Он рассказывает как продвигается его стройка, а я интересуюсь инфраструктурой в загородном поселке, где Бацман достраивает дом. Еще думаю, что пора и нам с Соней перебираться за город.

Все это время бокал с виски я держу в руках, нигде не оставляю его ни на минуту. Не потому что такой недоверчивый, а чтобы официанты не унесли. Тогда придется новую порцию брать.

В какой-то момент все меняется, восприятие обостряется. Краски кажутся контрастнее, звуки громче, запахи резче. Кожа плавится и исчезает, будто испаряется, нервные окончания оголены. Возбуждение появляется раньше, чем в мое поле зрения попадает блондинка с длинными волосами.

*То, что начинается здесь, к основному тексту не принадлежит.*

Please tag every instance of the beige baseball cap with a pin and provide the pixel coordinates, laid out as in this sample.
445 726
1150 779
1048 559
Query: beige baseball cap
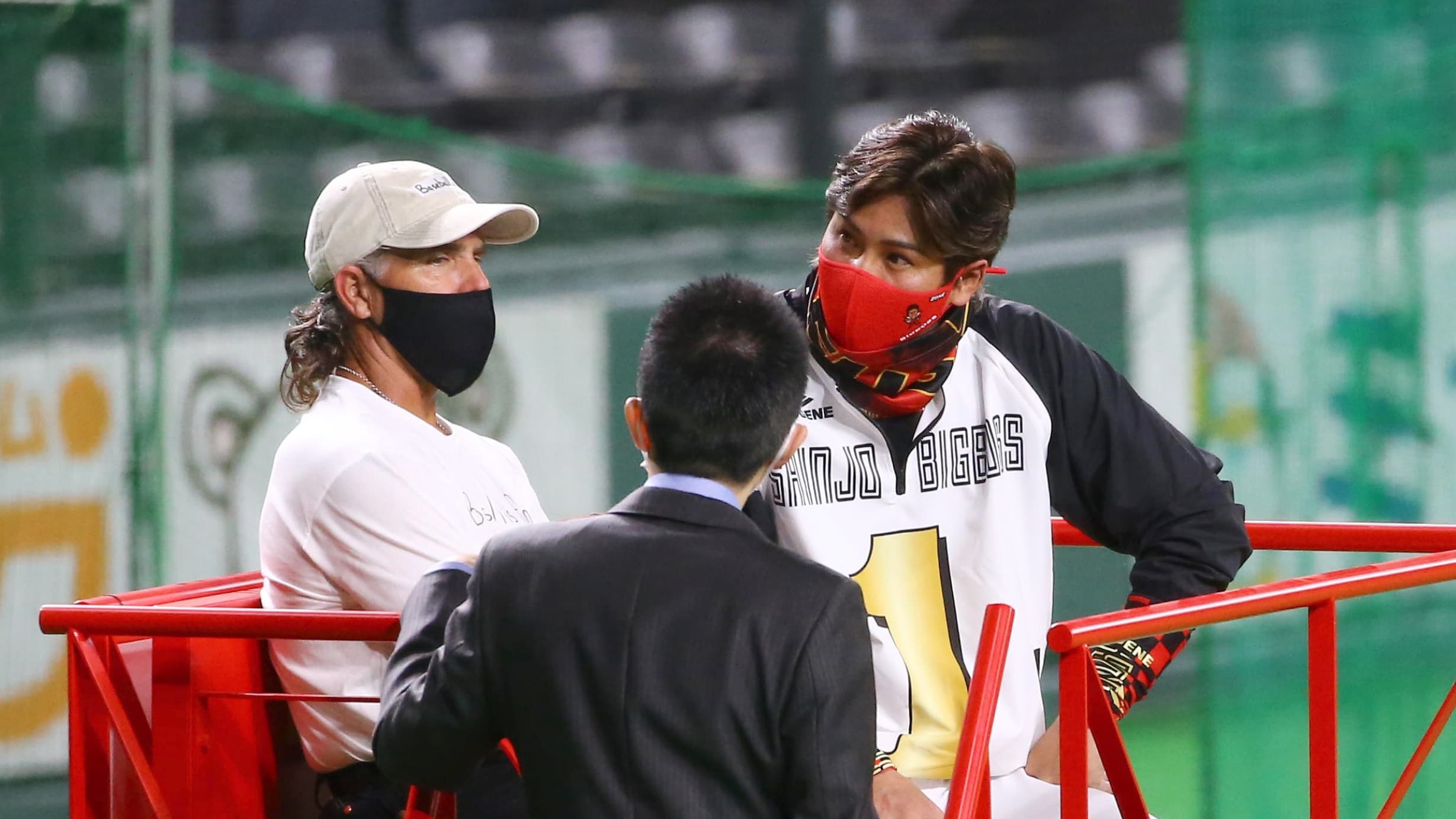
401 204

Она приглашает меня на танец. Я знаю, что это сотрудница Бацмана, он обращается к ней по имени, но я не помню, как он ее называет. Все что помню потом — животное, звериное возбуждение. Даже не возбуждение, а похоть. Дикую, необузданную.

Я привык, что вокруг меня много женщин. По бизнесу и по жизни. Но с того дня, как я сделал предложение Соне, они перестали меня интересовать.

Только это не значит, что я перестал интересовать их. Не всех останавливает обручальное кольцо. Я давно привык пресекать любые попытки к сближению. Справлялся без особых усилий — понятливые отваливали сразу, непонятливыми занималась охрана.